On Thursday evening, the Dutch television channel VPRO aired Weg Van Nederland, or Out Of The Netherlands, a game show in which five rejected asylum seekers compete to take home $4,000 once they are deported. "Everyone wants to leave now and then. The contenders in this show have to, as they are rejected asylum seekers. Yet they won't go home empty-handed," the promo for the show said.
Cheap entertainment? Shockingly inappropriate? Merely cruel? That is far from what VPRO intended. Instead, Out Of The Netherlands is a harsh critique of the Dutch government's conservative immigration policy. As the show's website reads: "An asylum seeker's life is like a game show. Before you even realize, you're out."
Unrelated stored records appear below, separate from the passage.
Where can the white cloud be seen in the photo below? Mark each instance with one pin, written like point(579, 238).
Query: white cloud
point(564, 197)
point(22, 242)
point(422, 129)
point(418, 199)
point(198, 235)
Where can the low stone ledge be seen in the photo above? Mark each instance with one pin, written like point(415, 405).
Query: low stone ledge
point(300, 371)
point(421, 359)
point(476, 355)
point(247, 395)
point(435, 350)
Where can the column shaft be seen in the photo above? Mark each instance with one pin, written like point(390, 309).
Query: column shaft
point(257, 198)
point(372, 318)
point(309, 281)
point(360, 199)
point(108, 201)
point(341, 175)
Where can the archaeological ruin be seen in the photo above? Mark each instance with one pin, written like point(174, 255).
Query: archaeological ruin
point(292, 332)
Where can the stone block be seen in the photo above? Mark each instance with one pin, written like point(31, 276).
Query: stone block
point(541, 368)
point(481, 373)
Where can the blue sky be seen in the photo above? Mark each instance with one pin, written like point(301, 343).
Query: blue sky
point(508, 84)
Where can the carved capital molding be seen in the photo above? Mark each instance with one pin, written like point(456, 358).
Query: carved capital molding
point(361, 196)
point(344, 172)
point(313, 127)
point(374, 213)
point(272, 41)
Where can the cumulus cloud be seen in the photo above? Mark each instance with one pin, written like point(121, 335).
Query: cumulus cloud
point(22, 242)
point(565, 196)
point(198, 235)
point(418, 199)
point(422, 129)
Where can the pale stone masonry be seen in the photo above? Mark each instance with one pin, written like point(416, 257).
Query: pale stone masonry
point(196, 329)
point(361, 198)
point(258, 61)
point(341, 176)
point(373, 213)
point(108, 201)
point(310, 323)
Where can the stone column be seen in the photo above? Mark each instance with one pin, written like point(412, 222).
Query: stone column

Weg Van Nederland is a pun; the show's title can be read either as "crazy about the Netherlands" or "out of the Netherlands." Contenders answer questions on Dutch culture, cuisine, food and language against the archetypical background of many game shows -- pink walls, a slick host, annoying jingles and cute assistants. "[Contenders] can use their knowledge of the Netherlands one more time to win this box of money, and thanks to an [immigration] procedure that dragged on, they were able to prepare themselves well," host Waldemar Torenstra said. "There are no losers in this show, everyone receives a ticket to their country of origin. And there are additional prizes. What do you think of a trendy, orange bullet-proof vest or a survival packet?" he added.
In a press statement, VPRO Editor Frank Wiering said that the program's creators attempted to show how Dutch these contenders are. "We don't present sad stories, we want to show who these people are, and that it is a shame to let them go. They are real rejected asylum seekers. They are really leaving."
The show's participants are all young and highly educated immigrants who are facing a grim future in their countries of origin.
Gulistan is Kurdish and was born in Armenia. She fled her native country when her brother was killed in prison 11 years ago. She finished high school in the Netherlands, and was about to start law school when her asylum request was rejected. "Not that that high school degree will be of much use now," the program's host cynically commented. To a girl from Cameroon who had been living in the Netherlands for years, he said: "You're about to leave your friends behind. Now you have to return to Cameroon, where you were forced to marry when you were 15. Let's hope your studies in aeronautical engineering will be of some use there."
While newspapers across Europe picked up on the program and its cynical message, the Associated Press reports that controversy in the Netherlands was sparse. "A possible indication that this country's long-held reputation as a tolerant nation always ready to welcome foreigners is a thing of the past," the AP wrote. In Germany, France and Spain, reporters reacted with shock to the stunt.
Maybe it was Flemish radio journalist Joris Van De Kerckhof who described the message of Out of the Netherlands best: Even if they take home $4,000, "[these contenders] can only lose."